LONDON, England ● The world’s fastest man, Usain Bolt, sent a tremor through the Olympic world when he declared that he did not like the new starting blocks that have been designed for the London Games.
The official Games timing provider, Omega, redesigned the starting blocks for London and they have been introduced at all Diamond League meets this year to give the sprinters a chance to adjust to them before the Games.
But after three races using them, the man whose voice is heard loudest in his sport spoke out against the new design.
“Personally, I think they need to go back to the old blocks,” the 195cm-tall Bolt said.
“The new ones are a bit too short for me. I am a UK shoe size 13 so my feet are big and I can’t get my blocks set the way they normally are. I’m guessing where they should go. I got it good in Rome but not here.
“My reaction time was good, but when I came out of the blocks the execution was not. I wasn’t as comfortable as I should have been. The first 30m wasn’t as good as it should have been. Asafa (Powell) got into his stride much faster than me, but the good thing is I still got out and ran past him.”
Bolt has produced the two fastest times in the world this year (9.76sec in Rome last week and 9.79sec in Oslo yesterday) using the blocks, but his dissatisfaction with them will be noted by the powers-that-be.

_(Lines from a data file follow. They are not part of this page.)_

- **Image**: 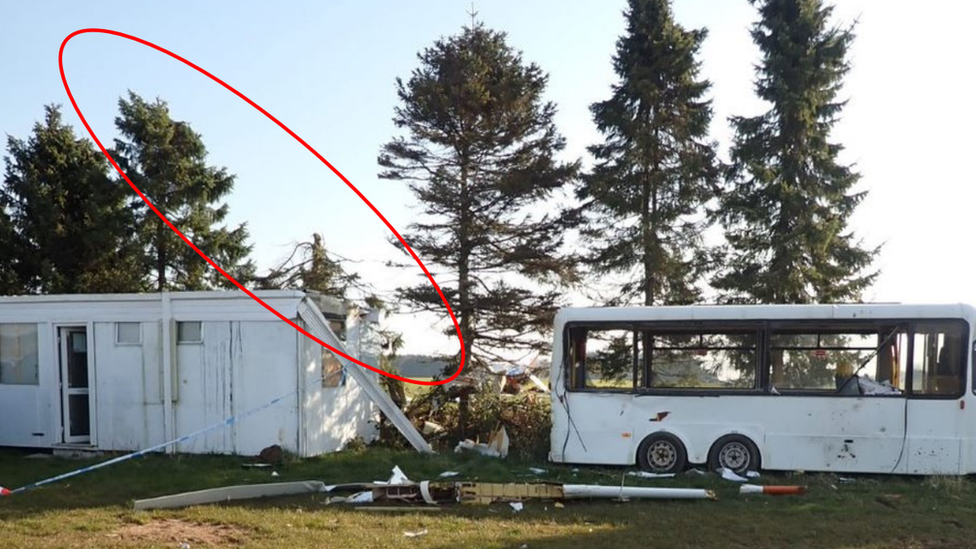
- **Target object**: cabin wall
[174,321,298,455]
[0,292,377,455]
[91,322,165,450]
[299,322,379,456]
[0,318,61,448]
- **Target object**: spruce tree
[257,233,362,299]
[113,92,255,291]
[577,0,719,305]
[0,195,25,295]
[379,24,578,366]
[713,0,878,303]
[0,106,140,294]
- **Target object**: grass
[0,448,976,549]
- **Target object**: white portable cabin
[0,290,386,457]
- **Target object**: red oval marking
[58,29,465,385]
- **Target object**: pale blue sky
[0,0,976,351]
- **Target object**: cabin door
[58,326,91,444]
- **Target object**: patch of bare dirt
[113,519,244,547]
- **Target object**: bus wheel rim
[647,440,678,470]
[718,441,752,471]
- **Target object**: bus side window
[912,323,968,396]
[572,328,636,391]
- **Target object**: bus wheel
[708,435,760,475]
[637,433,688,473]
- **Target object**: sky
[0,0,976,353]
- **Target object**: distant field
[0,449,976,549]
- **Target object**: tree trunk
[156,220,166,292]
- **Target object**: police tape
[0,384,298,496]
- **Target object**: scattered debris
[874,494,901,509]
[529,374,549,393]
[456,482,565,504]
[344,490,373,503]
[715,467,747,482]
[627,471,674,478]
[373,465,411,484]
[739,484,807,496]
[134,480,326,511]
[454,425,509,458]
[562,484,715,499]
[258,444,285,465]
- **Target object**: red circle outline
[58,28,465,385]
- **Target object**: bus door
[905,321,969,474]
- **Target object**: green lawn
[0,449,976,549]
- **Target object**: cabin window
[0,324,38,385]
[769,326,908,395]
[912,323,969,397]
[115,322,142,345]
[176,321,203,343]
[322,347,346,387]
[638,330,759,390]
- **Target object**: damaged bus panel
[550,304,976,475]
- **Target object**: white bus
[550,304,976,475]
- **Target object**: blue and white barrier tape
[9,391,298,495]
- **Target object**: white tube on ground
[563,484,715,499]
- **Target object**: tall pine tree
[713,0,878,303]
[0,106,140,294]
[0,192,25,295]
[113,92,255,291]
[379,24,578,365]
[256,233,362,299]
[577,0,719,305]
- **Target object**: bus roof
[556,303,976,326]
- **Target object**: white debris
[454,425,509,458]
[345,490,373,503]
[716,467,746,482]
[454,439,501,457]
[373,465,413,484]
[627,471,674,478]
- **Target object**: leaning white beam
[298,299,434,453]
[135,480,326,511]
[563,484,715,499]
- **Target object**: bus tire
[708,435,762,475]
[637,432,688,474]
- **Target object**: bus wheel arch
[708,433,762,475]
[637,431,688,474]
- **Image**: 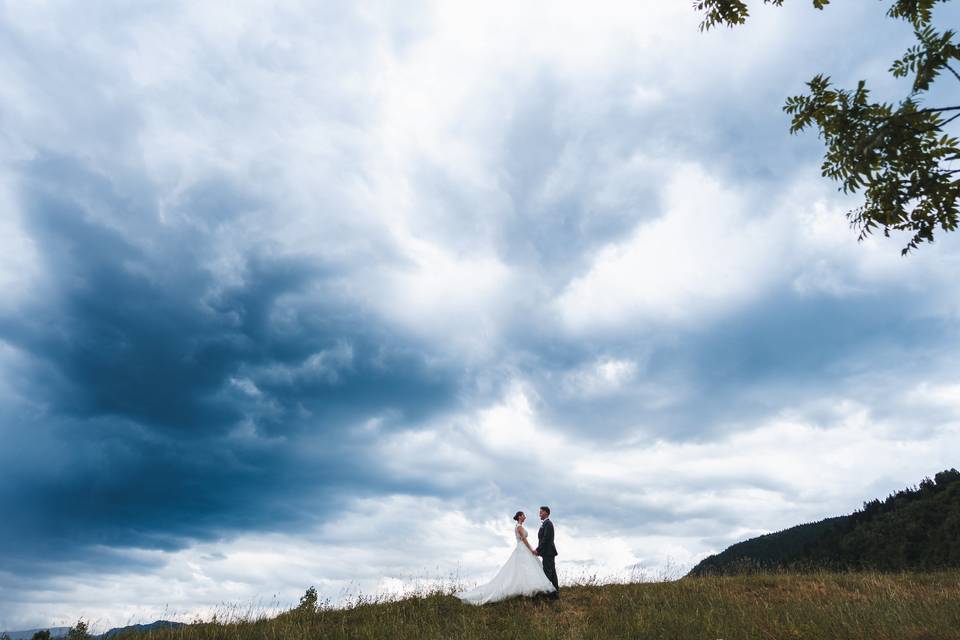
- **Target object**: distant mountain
[690,469,960,576]
[0,620,184,640]
[0,627,70,640]
[96,620,184,638]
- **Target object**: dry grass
[103,571,960,640]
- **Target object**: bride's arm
[517,526,537,555]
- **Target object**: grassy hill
[690,469,960,575]
[82,571,960,640]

“I think they really need to look into the blocks, because they are not really so comfortable for me,” the Olympic 100m and 200m champion said.
“I hope they adjust them or something. I am not hot on those blocks right now.”
Omega Timing did a media briefing on the new blocks at the London Olympic stadium a month ago, where the company’s experts explained that the new blocks measured false starts more accurately because they used electronic rather than mechanical parts.
The company also took the opportunity to redesign the blocks with a thinner central bar (from 80mm down to 50mm) between wider footrests, which were supposed to give athletes a greater range of positions in which to start.
Omega said this would particularly assist smaller female athletes, many of whom preferred to start with their feet closer together than the old blocks allowed. But it appears to have had the opposite effect on the biggest man in the sprinting world, Bolt.
The obvious solution for Omega would be to express-post a set of the new blocks to Bolt in Jamaica so he can use them in training and adjust to them for the Olympics, although he’s in no hurry to try them again.
He said one of the reasons he had no concerns about earning his place in the Jamaican team at their hotly contested Olympic trials later this month was because the new blocks would not be used there.
The other reason is that he’s “in good nick”, after maintaining his ascendancy over former world record-holder and fellow Jamaican Powell yesterday.
Bolt was made to work harder than he has for a long time to earn his victory, after Powell made a superior start and led the race until 70m.
The 200m man used his greater endurance to overhaul his rival and claim the victory but he only won by half a metre as Powell produced his fastest race of the year. “People forget that Asafa is a 9.8 runner all the time,” Bolt said.
“It was good to have someone pushing me. I normally come from the back, that’s how I run. But I still feel I need to get consistency with my race. My start is letting me down a bit. I am not in the shape yet where I can say that no one can beat me. I am working on getting into that shape so I can be confident that no one can beat me.”
Despite the loss, Powell was encouraged by the narrowness of his defeat. “People have said that I fold under pressure and I started to believe it, so today I showed myself that I can do it,” he said. “In such a fast race, it’s been four years since I was that close to him.”
Meanwhile, another of the sport’s greats, reigning Olympic 5000m champion and world record-holder Kenenisa Bekele, is in danger of losing the chance to defend his Olympic title after he was the fifth Ethiopian across the finish line in the 5000m.
Dejen Gebremeskel won in 12:58.92, Bekele’s younger brother Tariku was fourth (13:00.41), just ahead of his sibling, who still set a season’s best of 13:00.54.
He is now ranked fifth nationally and needs to get himself into the top three.